107 Albert Bridge Road, S.W.11.—Is in favour of stabilising the price level and therefore does not believe the Treasury Minute should be abrogated at present (see 1/192), as it is a defence against inflation.
(Printed letter-head of the London School of Economics, which Dalton has enclosed in square brackets.)
107 Albert Bridge Road, S.W.11.
Dear Pethick Lawrence,
I should like a talk with you sometime before the next Finance Committee meeting. I regret to find that I shall again have to leave early, as I have an engagement at 6.30 on that day to dine with Charles Latham and the London Accountants.

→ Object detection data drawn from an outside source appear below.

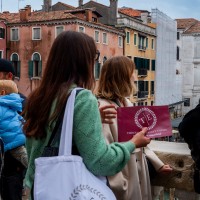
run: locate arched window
[29,53,42,78]
[176,46,180,60]
[10,53,20,78]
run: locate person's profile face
[0,72,13,80]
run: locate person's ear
[0,90,6,95]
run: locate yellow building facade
[118,11,156,105]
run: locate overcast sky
[0,0,200,20]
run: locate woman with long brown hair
[97,56,172,200]
[24,31,150,198]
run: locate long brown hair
[23,31,96,138]
[97,56,135,101]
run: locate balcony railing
[138,91,148,99]
[138,68,147,76]
[148,140,200,200]
[138,45,146,51]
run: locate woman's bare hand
[131,127,151,148]
[99,104,117,124]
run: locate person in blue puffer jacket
[0,80,28,167]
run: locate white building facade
[177,19,200,114]
[152,9,182,105]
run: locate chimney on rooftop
[78,0,83,7]
[25,5,31,16]
[42,0,52,12]
[109,0,118,25]
[85,9,92,22]
[19,9,28,22]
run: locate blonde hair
[97,56,136,100]
[0,80,18,94]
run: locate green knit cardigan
[25,89,135,188]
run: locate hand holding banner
[117,106,172,142]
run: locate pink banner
[117,106,172,142]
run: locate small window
[103,56,107,64]
[118,36,123,47]
[146,38,149,48]
[151,39,154,49]
[176,46,180,60]
[94,31,100,43]
[138,35,146,50]
[92,17,98,22]
[134,33,137,46]
[177,32,180,40]
[29,53,42,78]
[151,60,156,71]
[0,27,5,39]
[11,53,20,78]
[56,26,64,37]
[126,32,130,44]
[78,26,85,33]
[32,27,41,40]
[151,81,154,95]
[94,61,101,79]
[10,28,19,41]
[103,33,108,44]
[184,98,190,107]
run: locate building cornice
[115,18,156,37]
[7,18,125,36]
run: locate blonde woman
[97,56,172,200]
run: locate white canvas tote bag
[34,88,116,200]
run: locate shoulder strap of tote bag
[58,88,82,156]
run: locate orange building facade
[0,6,125,96]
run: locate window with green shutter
[126,32,130,44]
[11,53,21,78]
[146,38,149,48]
[0,27,5,39]
[29,53,42,77]
[134,33,137,45]
[151,39,154,49]
[151,60,156,71]
[28,60,33,78]
[151,81,154,95]
[94,61,101,79]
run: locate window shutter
[28,60,33,78]
[151,60,156,71]
[146,59,150,70]
[95,62,101,79]
[16,61,21,78]
[38,60,42,77]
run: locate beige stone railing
[149,140,200,200]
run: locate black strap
[47,89,83,147]
[47,109,65,147]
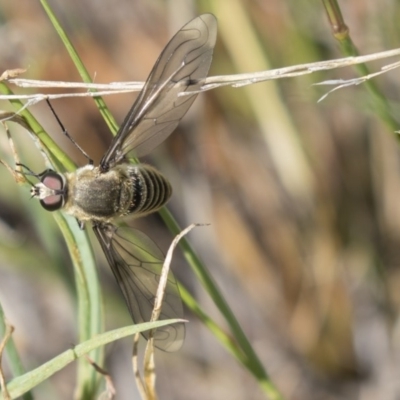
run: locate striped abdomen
[128,164,172,215]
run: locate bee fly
[25,14,217,351]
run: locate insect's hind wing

Shortly, my view is the following.
I am in favour of stabilising the price level now & in the near future, though, looking further ahead, I hesitate to commit myself to a definite policy. Many factors seem to me to complicate the distant view.
I am more afraid of inflation in the near future than, I think, you are. I want stabilisation as a defence against the F.B.I., no less than against the old-fashioned deflationist authorities, who are, I think, the weaker of the two possible disturbers of the price level.
I don’t, therefore, feel happy about abrogating the Treasury Minute at this stage. It is our only real defence against inflation at present.
Nor am I so certain as, I think, you are that the Minute will operate to check a healthy, as distinct from a hectic & inflationist, trade revival in the near future.
Keynes said a few months ago at a Committee, of which I am a member, that he thought there was a good deal of margin in the situation, even with the Treasury Minute unchanged. In addition to the margin in the Currency Note Issue, he attached importance to the prospect, with reviving trade, of a more rapid circulation of bank deposits. I would add another factor, pointing in the same direction, namely the prospect of an increase in trade credits (between business men,—I don’t mean bank credits), as confidence grows.
Further, our situation may be eased by a rise in American prices, sufficient to restore the pre-war parity of exchange & lead to British imports of American gold. This has been long in coming, but it may come quickly, if the Federal Reserve Board’s stabilising policy gives way before the strong forces opposed to it.
My present feeling, therefore, is to pronounce in favour of a stable price level as our immediate objective, without committing ourselves to anything very general in the way of economic principles, & not to mention explicitly the Treasury Minute. Nor would I say that a future rise in bank rate is undesirable. If prices continue to rise as they have been doing lately, it may be desirable to raise bank rate in order to secure stability. My belief, (in opposition to that of others, I hear) is that you can stabilise any level of price you choose, & that there is no causal relation between the level chosen & the volume of unemployment.
If, for the time being, we could get the Govt to agree to stabilisation of the price level as a principle, and, implicitly, to whatever measures may be required to secure it, I should feel satisfied.
But I wouldn’t meet trouble half way, or give any encouragement to profiteers, by proclaiming in advance that more money shall be printed than the Treasury Minute allows.